Vascular plants are believed to have evolved from green algae. With the development of roots, stems, and leaves, plants were able to adapt to a variety of niches.


The Poisonous Primrose has adapted to its environment by having taproots. The roots give the plant a support structure and draw water from the soil by osmosis. The Poisonous Primrose has made this special adaptation so it can live in desert-like areas. Its thickened taproots allow for the storage of food and water. Taproots increase the surface area for the the plant to take up water. Along with transporting water, taproots can be modified into storage organs. Storage organs help the plant store energy and water. Since storage organs are under ground, they are protected from herbivore predators ("Canyon Country Outdoor Education").


Stems have allowed for plants to transport material from the roots to the tip of the leaves. The apical meristems contain both xylem and phloem. Xylem helps with the transport of water  and phloem helps with the transport of sugar. The stem also plays a major role in the Poisonous Primrose's adaptation to different environments because it allows the plant to grow up towards the sun to increase photosynthesis. When a plant is growing up or down, it is known as primary growth. Horizontal stems called stolons, Latin for shoot, and rhizomes, Greek for root, help the plant grow. Located on the stolon are nodes which aid in leaf, branch, and flower growth. The leaf primordium which will become leaves and bud primoridum which will possibly become branches or flower structures both grow off of the nodes on the stolon. The spreading of underground rhizomes may not be as apparent as the growth of stolon, but they are important for water uptake. Rhizomes can occupy a large surface area of soil; this allows for the plant to take in more water (Capon, 1990).
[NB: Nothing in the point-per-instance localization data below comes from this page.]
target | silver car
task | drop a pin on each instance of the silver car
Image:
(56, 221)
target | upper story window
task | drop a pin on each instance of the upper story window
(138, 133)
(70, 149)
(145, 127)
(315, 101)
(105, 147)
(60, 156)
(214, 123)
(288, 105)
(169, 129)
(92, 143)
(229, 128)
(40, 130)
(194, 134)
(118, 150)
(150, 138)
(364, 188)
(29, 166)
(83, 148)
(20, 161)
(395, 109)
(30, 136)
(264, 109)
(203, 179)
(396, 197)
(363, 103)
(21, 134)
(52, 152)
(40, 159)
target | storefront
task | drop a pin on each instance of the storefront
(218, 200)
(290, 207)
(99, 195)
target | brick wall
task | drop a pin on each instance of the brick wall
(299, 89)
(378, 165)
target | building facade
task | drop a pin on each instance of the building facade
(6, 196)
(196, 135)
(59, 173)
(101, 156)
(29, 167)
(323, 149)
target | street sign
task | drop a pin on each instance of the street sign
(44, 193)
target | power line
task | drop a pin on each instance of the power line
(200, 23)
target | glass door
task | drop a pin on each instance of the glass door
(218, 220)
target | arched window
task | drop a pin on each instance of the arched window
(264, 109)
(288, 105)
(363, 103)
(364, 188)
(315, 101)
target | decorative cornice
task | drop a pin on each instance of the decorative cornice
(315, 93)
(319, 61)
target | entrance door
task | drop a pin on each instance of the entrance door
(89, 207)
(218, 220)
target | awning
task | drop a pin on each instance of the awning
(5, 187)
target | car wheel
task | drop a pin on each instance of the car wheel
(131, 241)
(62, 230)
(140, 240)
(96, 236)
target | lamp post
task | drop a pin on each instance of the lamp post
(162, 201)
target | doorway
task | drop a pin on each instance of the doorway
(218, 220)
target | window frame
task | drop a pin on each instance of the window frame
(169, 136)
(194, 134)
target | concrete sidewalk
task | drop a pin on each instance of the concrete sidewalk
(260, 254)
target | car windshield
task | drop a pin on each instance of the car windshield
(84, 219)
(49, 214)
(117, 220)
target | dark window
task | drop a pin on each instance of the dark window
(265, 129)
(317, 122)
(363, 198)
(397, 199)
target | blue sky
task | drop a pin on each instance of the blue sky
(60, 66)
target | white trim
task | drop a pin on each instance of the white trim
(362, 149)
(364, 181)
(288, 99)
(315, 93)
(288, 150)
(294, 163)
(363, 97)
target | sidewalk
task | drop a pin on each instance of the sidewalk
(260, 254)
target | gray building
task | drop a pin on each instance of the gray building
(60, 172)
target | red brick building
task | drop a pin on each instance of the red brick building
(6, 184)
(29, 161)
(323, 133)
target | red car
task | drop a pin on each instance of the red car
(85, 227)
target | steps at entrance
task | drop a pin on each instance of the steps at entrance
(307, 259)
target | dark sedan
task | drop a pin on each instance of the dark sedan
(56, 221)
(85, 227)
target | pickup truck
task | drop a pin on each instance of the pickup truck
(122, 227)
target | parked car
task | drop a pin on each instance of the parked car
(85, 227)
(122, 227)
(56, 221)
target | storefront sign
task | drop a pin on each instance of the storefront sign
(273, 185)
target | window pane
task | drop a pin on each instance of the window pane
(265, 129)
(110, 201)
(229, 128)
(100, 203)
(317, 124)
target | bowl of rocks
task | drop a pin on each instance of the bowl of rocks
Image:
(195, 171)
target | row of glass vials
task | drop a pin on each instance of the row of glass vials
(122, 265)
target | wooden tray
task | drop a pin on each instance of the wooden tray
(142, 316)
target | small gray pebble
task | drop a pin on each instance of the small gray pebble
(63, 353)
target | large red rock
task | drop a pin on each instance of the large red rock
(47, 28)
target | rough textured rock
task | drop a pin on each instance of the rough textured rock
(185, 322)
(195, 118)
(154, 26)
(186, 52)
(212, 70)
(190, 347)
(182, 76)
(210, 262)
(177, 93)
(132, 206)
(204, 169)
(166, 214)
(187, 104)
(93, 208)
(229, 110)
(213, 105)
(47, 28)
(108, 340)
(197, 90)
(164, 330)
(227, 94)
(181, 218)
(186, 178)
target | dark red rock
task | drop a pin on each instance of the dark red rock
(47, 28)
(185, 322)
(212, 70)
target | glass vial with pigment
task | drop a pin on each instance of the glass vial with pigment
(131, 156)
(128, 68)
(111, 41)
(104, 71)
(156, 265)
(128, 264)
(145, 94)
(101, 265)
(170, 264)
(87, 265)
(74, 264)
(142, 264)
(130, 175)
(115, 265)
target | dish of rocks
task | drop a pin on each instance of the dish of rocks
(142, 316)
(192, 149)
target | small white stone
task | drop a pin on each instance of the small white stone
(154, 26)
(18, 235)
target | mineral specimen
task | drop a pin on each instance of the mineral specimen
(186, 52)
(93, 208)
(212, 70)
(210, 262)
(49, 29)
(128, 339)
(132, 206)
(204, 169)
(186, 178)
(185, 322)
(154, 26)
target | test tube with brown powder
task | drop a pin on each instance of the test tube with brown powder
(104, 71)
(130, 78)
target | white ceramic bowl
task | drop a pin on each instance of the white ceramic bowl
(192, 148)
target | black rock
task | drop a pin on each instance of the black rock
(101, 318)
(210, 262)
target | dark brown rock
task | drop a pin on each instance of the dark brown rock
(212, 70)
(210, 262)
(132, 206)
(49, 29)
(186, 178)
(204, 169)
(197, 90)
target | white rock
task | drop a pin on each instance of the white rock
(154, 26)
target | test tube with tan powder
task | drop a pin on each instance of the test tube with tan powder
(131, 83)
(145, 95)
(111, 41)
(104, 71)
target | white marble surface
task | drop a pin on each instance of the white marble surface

Leaves have allowed for plants to increase their surface area allowing for more photosynthesis. Also, in the epidermis layer of tissues, is a waxy cuticle. This waxy cuticle protects the plant from desiccation (drying out). Primula obconica has also adapted over the years by the development of special guard cells. The guard cells help open and close stomata to regulate gas exchange. The stomata are located on the top of the plant's  leaves because that is where they can receive the most carbon dioxide. It is also beneficial to have the stomata on the tops of the  leaves because when the stomata are open they can partake in photosynthesis. The open stomata causes water to be transpired, resulting in an increased solute concentration. Since the concentration is increased, water from the xylem moves into the mesophyll cells. The use of stomata allows for P. obconcia to live in somewhat dry environments (Capon, 1990).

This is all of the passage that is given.